Because de-risking, since its inception, has been a flexible concept with little operationalization, it is open to a variety of interpretations between countries, between different actors within the same country, and even between actors within the same institution. Nevertheless, de-risking has become a useful way to unify these different views and approaches under a single term.

William Klein

Consulting Partner, FGS Global

None of the authors think Western de-risking is substantively less risky for China than decoupling. All take it as given that the United States aims to thwart China’s modernization and maintain absolute long-term competitive advantage in key technologies, irrespective of how Washington characterizes its actions. They acknowledge the costs U.S. policy now imposes on China, yet several argue China has comparative advantages that can dilute the effectiveness of U.S. strategy. All predict China can ultimately achieve self-sufficiency in even the most cutting-edge semiconductor technologies which the United States is now denying the country.

Jian Junbo provides a notably accurate assessment of European thinking behind the idea of de-risking, which European Commission president Ursula von der Leyen rolled out prior to her March visit to China. Jian argues decoupling, with its connotations of Cold War–style containment, is too narrow to capture the diversity of European interests. De-risking, by contrast, characterizes a spectrum of policies ranging from hard decoupling to more nuanced efforts to limit but not cut off economic ties. On the surface, de-risking may seem less confrontational, yet, Jian notes, the term “is not so mild as we imagine, and it is quite deceptive and dangerous.” Its ambiguity—which, in Jian’s mind, is intentional—gives Europe, as well as the United States, now that Washington has embraced the term, far more room to maneuver in its policies toward China. He concludes Beijing’s response must be, therefore, sufficiently differentiated.

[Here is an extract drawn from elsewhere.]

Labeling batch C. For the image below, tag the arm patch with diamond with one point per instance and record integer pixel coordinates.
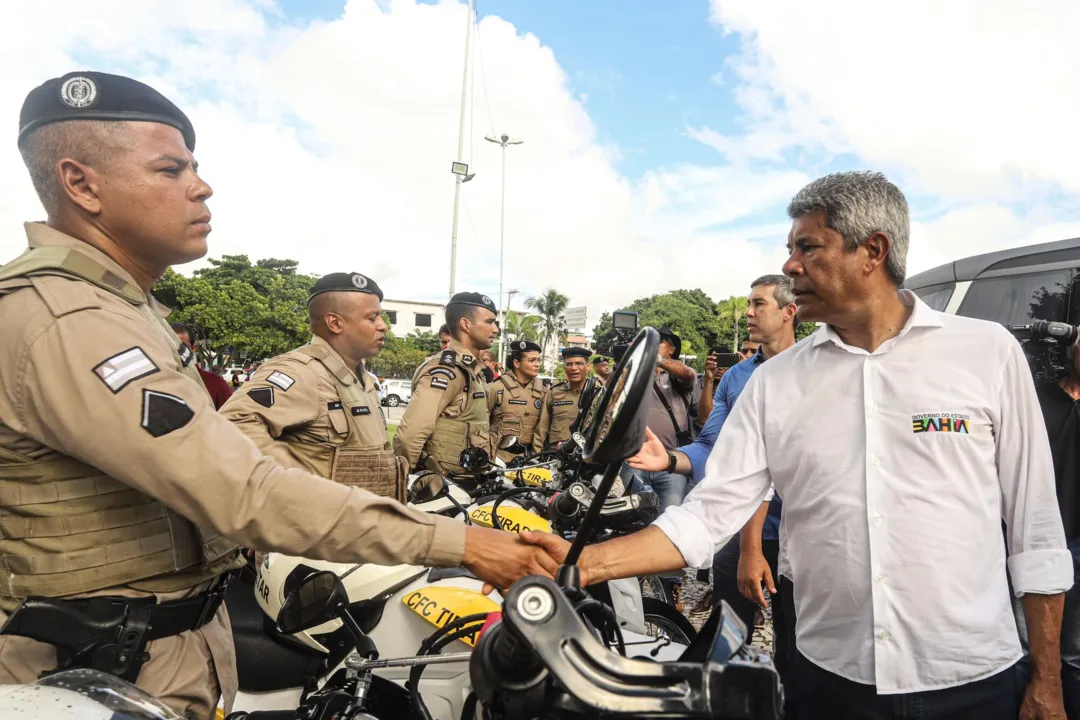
(162, 412)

Peking University’s Lu Feng provides a blueprint for China’s response in the semiconductor industry. Lu argues China is among the few countries with capabilities across the entire production chain for mature chip technologies. The problem, he writes, is that competition has fragmented these capabilities, and they are now more integrated with foreign production chains than with domestic ones. Lu argues China needs a top-down approach to bring these capabilities together, citing the “two bombs, one boat” (nuclear weapons, guided missiles, and submarines) centralized industrial policy that he says successfully addressed earlier national security challenges. He uses similarly militaristic language to suggest China deploy its massive market as a “nuclear weapon” in response to U.S. use of technology as a nuclear weapon against China. Lu writes, “If you have the technology but not the market, the technology is ultimately a dead end.” He expects that controlling market access for Western suppliers will force them to take sides while giving domestic companies more space to catch up, even in the most cutting-edge technologies.

The remaining authors provide detailed overviews of U.S. policy actions toward China under the administrations of U.S. presidents Donald Trump and Joseph Biden. Song Guoyou coins the term “four highs” to characterize U.S. policy: high tariffs, high domestic subsidies, “high technology suppression” of China, and high-quality coordination with allies. Gu Xueming and Liu Yiming argue that diverse interests within the U.S. executive branch, between the major political parties, and among the business community will weaken the effectiveness of U.S. measures. They also claim the high cost of hard decoupling will limit how far the United States is willing to go, citing a study that predicts that a complete ban on selling U.S. chips to China would cost U.S. firms a 37 percent drop in revenues and the loss of tens of thousands of jobs.

None of the authors suggest U.S. actions may be a response, at least in part, to Chinese policies that adversely affect U.S. interests. Such self-reflection cannot be expected in these types of articles, even if it exists in Chinese policymaking circles. Yet its absence is consistent with mainstream thinking in China: a large and stable majority within China’s foreign policy community firmly believes the true source of bilateral tensions is U.S. unwillingness to accept a rising China as a peer power.